Cement demand to continue uptrend with 7-9% rise next fiscal: Crisil

The operating margins, which were under pressure due to elevated prices of key inputs such as coal and petcoke, will have a bearing on the credit risk profiles of players, according to a report by Crisil Market Intelligence & Analytics.

Cement demand to continue uptrend with 7-9% rise next fiscal: Crisil
Disparity in hike in cement prices and cost pressures culled operating margin to about 13.6% over the first nine months of this fiscal

The cement demand in the country is set for a third straight year of growth with a 7-9% jump to about 425 million tonne (MT) in fiscal 2024, while the outlook for operating margins remain clouded.

The operating margins, which were under pressure due to elevated prices of key inputs such as coal and petcoke, will have a bearing on the credit risk profiles of players, according to a report by Crisil Market Intelligence & Analytics.

Cement demand grew 11% on year in the first 10 months of this fiscal, led by rapid execution in infrastructure projects and strong traction in the real estate and rural affordable housing segments. The momentum is likely to stay healthy in the remaining months of this fiscal as it is a seasonally strong period for construction activity across regions.

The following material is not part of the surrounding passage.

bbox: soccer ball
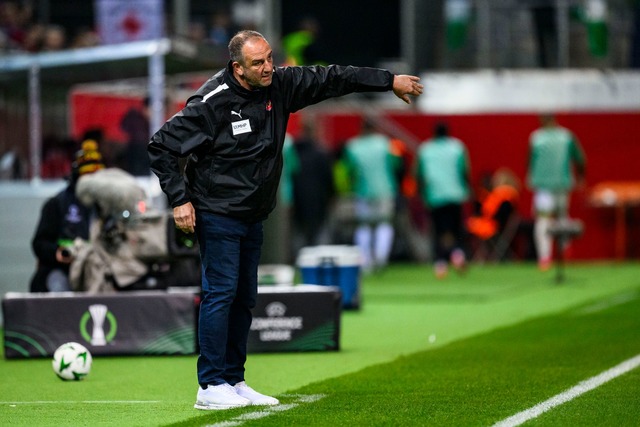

The next fiscal would again see the infrastructure and affordable rural housing segments propelling growth. The highest traction is expected from roads, where the total outlay for the ministry of road transport and highways has risen by 25% on a year-on-year basis and the National Highways Authority of India by 14%. The outlay for affordable rural housing under the Pradhan Mantri Awas Yojana – Gramin (PMAY-G) has also grown 12.5% in a pre-election year.

“Strong demand is likely to lead to incremental sales volume of 30-35 MT in fiscal 2024 after a cumulative rise of 68 MT over fiscals 2022 and 2023. This translates into a demand growth of 30% since fiscal 2021, taking the total volume to ~425 MT in fiscal 2024. Demand growth is likely to be starker in central and eastern regions, which account for over 80% of PMAY-G construction,” Hetal Gandhi, director (research) at Crisil Market Intelligence and Analytics, said.

The growth in operating margins looks uncertain against the backdrop of about 80% rise in power and fuel cost — comprising 30-35% of production cost — since fiscal 2021. The increase has been driven by a steep rise in coal and petcoke prices owing to global supply constraints, which were further aggravated by the Russia-Ukraine conflict.

“After hitting a decadal low of sub-10% in the second quarter of this fiscal, the industry’ margin improved 390 basis points (bps) sequentially in the third quarter to 13.8% with the softening of fuel prices and the impact of cement price hikes. A meaningful recovery in operating margin, however, will depend on sustained softening of fuel prices. Conversely, an increase in input prices could delay recovery and can impact both margins and credit profiles of cement players,” Koustav Mazumdar, associate director-research at Crisil Market Intelligence and Analytics, said.

Disparity in hike in cement prices and cost pressures culled operating margin to about 13.6% over the first nine months of this fiscal, down 800 BPS on year and lower than the decadal average of 17-18%. But while coal prices remain elevated, international petcoke prices have begun easing since the second quarter of this fiscal (about 23% on-quarter decline) and dipped further (3% quarter-on-quarter) in the third quarter, in tandem with crude oil prices.

Domestic petcoke prices have followed suit. Further, easing of coal and pet coke prices were witnessed over January and February 2023, which will support margins going ahead, it added.